Xenophobic Attacks in South Africa


(Photo: Michele Spatari/Agence France-Presse – Getty Images)

Safa Hameed

During the first week of September, riots broke out in Pretoria and Johannesburg, the capital of South Africa, amidst spikes in xenophobia, resulting in immigrant-owned businesses being looted and burned.

Rioters took to the streets where more than fifty shops were then burned and looted. Cars lay burning in the streets, as the police tried to subdue the crowd by firing rubber bullets and tear gas. The rioting resulted thousands of dollars in property damage, and 400 were arrested as police tried to find a motive in their attacks. It was later revealed that the attacks followed a pattern South Africa has known for years; the attacks targeted foreign born business owners.

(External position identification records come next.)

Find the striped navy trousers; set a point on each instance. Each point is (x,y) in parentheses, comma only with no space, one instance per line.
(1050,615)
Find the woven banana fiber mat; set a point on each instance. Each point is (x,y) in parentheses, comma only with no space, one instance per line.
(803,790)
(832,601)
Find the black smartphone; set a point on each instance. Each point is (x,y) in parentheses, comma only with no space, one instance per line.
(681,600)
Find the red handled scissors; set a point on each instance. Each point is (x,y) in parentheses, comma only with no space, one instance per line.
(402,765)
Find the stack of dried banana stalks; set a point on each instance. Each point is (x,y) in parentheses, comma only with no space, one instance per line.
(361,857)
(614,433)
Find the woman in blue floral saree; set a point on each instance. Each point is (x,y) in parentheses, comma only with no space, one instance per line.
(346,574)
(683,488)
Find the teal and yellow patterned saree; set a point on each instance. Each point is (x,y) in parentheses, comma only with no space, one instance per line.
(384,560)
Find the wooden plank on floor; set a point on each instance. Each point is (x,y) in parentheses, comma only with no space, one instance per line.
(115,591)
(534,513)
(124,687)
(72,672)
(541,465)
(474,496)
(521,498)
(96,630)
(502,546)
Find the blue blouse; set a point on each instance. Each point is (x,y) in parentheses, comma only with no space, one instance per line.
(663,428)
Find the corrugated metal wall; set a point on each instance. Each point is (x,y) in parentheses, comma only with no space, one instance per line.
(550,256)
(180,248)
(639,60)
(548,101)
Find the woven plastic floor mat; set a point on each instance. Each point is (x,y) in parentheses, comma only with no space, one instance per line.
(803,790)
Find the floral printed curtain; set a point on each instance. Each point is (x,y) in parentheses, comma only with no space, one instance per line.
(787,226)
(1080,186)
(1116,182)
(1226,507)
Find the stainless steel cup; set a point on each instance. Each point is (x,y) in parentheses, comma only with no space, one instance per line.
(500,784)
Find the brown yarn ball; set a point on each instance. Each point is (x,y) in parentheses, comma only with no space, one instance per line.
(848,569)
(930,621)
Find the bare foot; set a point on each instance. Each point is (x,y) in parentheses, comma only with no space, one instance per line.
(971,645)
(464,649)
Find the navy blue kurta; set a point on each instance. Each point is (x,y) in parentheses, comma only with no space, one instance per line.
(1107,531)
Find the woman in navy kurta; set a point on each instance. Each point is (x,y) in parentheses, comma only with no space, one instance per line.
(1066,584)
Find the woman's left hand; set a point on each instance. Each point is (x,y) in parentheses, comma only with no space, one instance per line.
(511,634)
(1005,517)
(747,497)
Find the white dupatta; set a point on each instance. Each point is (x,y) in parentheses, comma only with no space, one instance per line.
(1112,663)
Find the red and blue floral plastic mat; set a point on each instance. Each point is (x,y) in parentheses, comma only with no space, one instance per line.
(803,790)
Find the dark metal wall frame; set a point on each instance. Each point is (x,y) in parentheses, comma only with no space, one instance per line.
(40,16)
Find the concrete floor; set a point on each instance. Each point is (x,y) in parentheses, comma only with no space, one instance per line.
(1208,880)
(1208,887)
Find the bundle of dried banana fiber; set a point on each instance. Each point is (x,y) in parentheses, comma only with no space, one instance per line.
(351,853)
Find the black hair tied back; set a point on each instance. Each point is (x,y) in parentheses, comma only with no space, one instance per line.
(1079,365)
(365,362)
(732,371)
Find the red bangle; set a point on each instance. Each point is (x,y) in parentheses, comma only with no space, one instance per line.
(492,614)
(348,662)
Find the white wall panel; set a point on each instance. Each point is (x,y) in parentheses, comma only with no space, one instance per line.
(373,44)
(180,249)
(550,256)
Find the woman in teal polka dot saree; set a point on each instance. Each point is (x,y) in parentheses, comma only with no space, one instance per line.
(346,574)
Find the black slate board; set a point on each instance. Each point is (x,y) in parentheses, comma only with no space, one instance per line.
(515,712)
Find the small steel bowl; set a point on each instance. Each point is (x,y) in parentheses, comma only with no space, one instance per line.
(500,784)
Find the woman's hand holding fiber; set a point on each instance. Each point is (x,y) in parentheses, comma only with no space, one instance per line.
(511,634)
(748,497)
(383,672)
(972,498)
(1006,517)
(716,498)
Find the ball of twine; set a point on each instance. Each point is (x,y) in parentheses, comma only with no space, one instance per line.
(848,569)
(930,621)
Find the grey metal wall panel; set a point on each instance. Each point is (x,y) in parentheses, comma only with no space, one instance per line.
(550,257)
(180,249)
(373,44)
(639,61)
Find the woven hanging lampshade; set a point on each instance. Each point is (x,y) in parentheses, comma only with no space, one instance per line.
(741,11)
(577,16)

(Photo: Themba Hadebe/Associated Press)

These riots have been a part of South African history since 1994, when a black majority government was voted into rule and apartheid was abolished. Following the inauguration of the new government, riots increased and didn’t seem to decline, even more than a decade later. The most prominent riots took place in 2008 and 2015, when refugees were targeted and homes were burned; in these two cases the death tally totaled 60. The reason for the maltreatment and discrimination of foreigners stems from many problems that seem to have been either neglected by the government or have been encouraged by leaders who take part in xenophobic actions themselves.


Threats, attacks and killings against foreigners in South Africa (
Threats, attacks, and killings against foreigners in South Africa by year (Source: Xenowatch, African Centre for Migration and Society)

For one, citizens look at immigrants as people who steal jobs and houses that they feel belongs to them, considering South Africa’s long time unemployment problem. Unemployment has risen to 29 percent in the third quarter of 2019, and, more specifically, 55 percent for those between the ages of 18-24. They feel that the government does nothing, so they take it upon themselves to fix the problem. The government overlooks situations where citizens take actions into their hands, feeding the violent cycle. A leader in the township near Pretoria drove out all Zimbabweans and redistributed the land to citizens of his township. 

The locals also blame the spread of HIV/AIDS, crime, drugs, and social ills on all immigrants. One of the rioting attacks in 2015 was instigated after rumors had spread that an “Arab man” had killed a woman and the police had done nothing to investigate. Afterward, southeast Asians were the target of hate crimes for months.

There has been international outcry, condemning South Africa for its handling of the problem, especially after police minister, Bheki Cele, called the recent riots “criminality rather than xenophobia.” The President of South Africa, Cyril Ramphose, also spoke out in a tweet, attempting to clear confusion about where South Africa stands on xenophobia and its tolerance for it. “There can be no justification for any South African to attack people from other countries. We are against xenophobia. These attacks are completely against the rule of law.”